Nicholas picked out Kanda Tōrin, headed toward him through the crowd. Still in his early thirties, Kanda Tōrin was a tall, slender man with a long, handsome face and the cool, calculating demeanor of a man with a decade’s more experience. Nicholas’s opinion of him was still not completely formed. He had apparently proved to be an invaluable aide to Nangi during Nicholas’s absence. So much so that Nangi had recently promoted him to senior vice president, an unprecedented level for a man his age.
To be truthful, Nicholas resented the younger man’s presence. It compromised his special relationship with Tanzan Nangi. That Tōrin was astute, perhaps even, as Nangi believed, brilliant, was beyond question, but Nicholas suspected he was also gifted with an overweening ambition. His power grab at the CyberNet was a prime example. Or was Nicholas being too harsh with his judgments? Tōrin could simply have had Sato International’s best interests at heart, filling the vacuum Nicholas had left. Still, Nicholas could not entirely shake the impression, admittedly hastily gleaned, that Tōrin was a team player only so long as it suited his own needs. That was a potentially dangerous trait.
As Nicholas approached, he saw that Tōrin was being harangued by a florid-faced American with curly red hair and the belligerent demeanor of a man too long frustrated by Japan’s arcane and maddening protective barriers. Unfortunately, this was the attitude of too many Americans these days. Nicholas recognized this one as Cord McKnight, the trade representative of a consortium of Silicon Valley-based semiconductor manufacturers.
Nicholas circled around until he was standing behind Tōrin’s right shoulder.
‘You poor bastard,’ McKnight was saying. With his strong face and stronger ideals he would not have looked out of place on the athletic field of an Ivy League campus. His pale eyes, set wide apart, gave nothing away. ‘Was it only three years ago you guys bought into Hollywood, Manhattan, Pebble Beach, and two-thirds of Hawaii at prices no sane businessman would touch? Yeah, it’s gotta be ’cause now that your bubble economy’s burst, you can’t afford to hold on to anything you bought.’
Tōrin said nothing, either out of good sense or an acute sense of humiliation. The recession had had an incalculable emotional effect on the younger men of Japan, Inc. These men had become used to their supreme power – their
ichiban,
their number-one-ism.
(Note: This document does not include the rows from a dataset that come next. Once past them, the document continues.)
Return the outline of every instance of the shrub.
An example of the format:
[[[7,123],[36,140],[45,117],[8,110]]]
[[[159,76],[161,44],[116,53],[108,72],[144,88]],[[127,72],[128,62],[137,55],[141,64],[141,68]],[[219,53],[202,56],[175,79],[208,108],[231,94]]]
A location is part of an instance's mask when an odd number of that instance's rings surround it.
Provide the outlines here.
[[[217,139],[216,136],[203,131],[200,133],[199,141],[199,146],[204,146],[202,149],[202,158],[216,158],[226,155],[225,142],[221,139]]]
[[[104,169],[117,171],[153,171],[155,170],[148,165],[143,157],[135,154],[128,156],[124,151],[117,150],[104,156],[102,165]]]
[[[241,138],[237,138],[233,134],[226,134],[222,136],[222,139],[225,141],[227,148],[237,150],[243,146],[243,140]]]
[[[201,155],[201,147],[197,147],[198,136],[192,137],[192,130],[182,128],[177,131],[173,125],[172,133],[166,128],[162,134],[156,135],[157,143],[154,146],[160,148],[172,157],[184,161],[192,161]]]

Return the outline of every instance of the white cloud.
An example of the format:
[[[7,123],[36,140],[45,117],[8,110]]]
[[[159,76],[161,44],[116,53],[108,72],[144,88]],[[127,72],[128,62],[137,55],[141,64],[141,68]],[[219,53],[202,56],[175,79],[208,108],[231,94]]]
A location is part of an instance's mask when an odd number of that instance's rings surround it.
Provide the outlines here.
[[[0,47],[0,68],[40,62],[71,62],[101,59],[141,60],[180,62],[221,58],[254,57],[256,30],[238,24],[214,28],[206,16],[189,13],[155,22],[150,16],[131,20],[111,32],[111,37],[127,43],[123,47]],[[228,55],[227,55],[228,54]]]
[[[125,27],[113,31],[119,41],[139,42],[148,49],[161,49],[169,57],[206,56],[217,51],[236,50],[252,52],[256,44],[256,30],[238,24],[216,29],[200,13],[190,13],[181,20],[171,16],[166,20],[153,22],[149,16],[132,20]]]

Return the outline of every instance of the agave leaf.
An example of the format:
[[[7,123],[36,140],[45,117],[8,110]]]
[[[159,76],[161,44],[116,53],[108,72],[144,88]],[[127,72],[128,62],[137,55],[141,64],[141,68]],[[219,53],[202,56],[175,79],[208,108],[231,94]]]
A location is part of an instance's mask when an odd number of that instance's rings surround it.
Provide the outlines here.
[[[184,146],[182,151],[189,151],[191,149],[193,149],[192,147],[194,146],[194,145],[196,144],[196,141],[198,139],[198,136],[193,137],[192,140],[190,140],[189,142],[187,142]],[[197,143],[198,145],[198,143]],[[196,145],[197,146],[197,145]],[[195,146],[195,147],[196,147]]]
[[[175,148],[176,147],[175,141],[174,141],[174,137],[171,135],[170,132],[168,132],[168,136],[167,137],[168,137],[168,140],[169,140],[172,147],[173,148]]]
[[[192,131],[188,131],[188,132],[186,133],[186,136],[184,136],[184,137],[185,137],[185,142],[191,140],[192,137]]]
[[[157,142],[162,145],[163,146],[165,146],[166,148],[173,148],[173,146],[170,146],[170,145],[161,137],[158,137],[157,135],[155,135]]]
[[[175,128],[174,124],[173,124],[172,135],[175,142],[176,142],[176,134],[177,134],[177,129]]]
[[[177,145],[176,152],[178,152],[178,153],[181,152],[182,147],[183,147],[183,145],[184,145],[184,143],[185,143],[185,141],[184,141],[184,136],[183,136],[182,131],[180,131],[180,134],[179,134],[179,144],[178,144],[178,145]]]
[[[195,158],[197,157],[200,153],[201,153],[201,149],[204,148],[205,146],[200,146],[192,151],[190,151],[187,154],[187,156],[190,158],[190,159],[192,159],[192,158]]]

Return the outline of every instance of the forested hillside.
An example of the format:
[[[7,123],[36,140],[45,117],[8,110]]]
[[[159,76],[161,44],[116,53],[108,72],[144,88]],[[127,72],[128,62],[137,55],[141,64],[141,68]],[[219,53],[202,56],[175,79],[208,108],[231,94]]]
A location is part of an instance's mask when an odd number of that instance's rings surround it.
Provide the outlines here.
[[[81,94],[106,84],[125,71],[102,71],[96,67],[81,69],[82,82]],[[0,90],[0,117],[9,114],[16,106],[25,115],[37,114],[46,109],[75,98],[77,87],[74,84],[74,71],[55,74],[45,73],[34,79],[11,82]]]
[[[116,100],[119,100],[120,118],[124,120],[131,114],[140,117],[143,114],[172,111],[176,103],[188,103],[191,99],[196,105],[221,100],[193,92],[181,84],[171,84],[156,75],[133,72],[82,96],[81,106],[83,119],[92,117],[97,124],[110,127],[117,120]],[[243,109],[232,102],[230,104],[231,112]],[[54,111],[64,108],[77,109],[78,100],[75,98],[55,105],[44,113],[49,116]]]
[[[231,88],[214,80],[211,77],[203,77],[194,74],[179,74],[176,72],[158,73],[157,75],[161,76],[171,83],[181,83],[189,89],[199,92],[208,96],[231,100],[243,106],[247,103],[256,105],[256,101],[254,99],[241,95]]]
The concept of Japan as number two, inconceivable only four years ago, had caused a severe shock to their egos.
‘I mean, look what’s happening now,’ McKnight went on as a small crowd began to form. In among the curious onlookers Nicholas saw Koei and Nguyen Van Truc, the Vietnamese head of marketing for Minh Telekom, a company that had been trying to interest Nicholas and Nangi in accepting a capital infusion in exchange for a piece of Sato. ‘Japan’s already a second-rate power. Remember, when you were bashing our education system? You don’t hear any of that crap now.’ His lips cracked a superior smile. ‘Wanna know why? You guys are turning out computer-illiterate graduates. While we use computers in our schools from the ground up, you find them too impersonal. Your elaborate and cumbersome rituals of doing business are impossible to carry out via computer, so you think of it as a symbol rather than a tool.’ He laughed raucously. ‘You’d rather use a fucking abacus, for Christ’s sake.’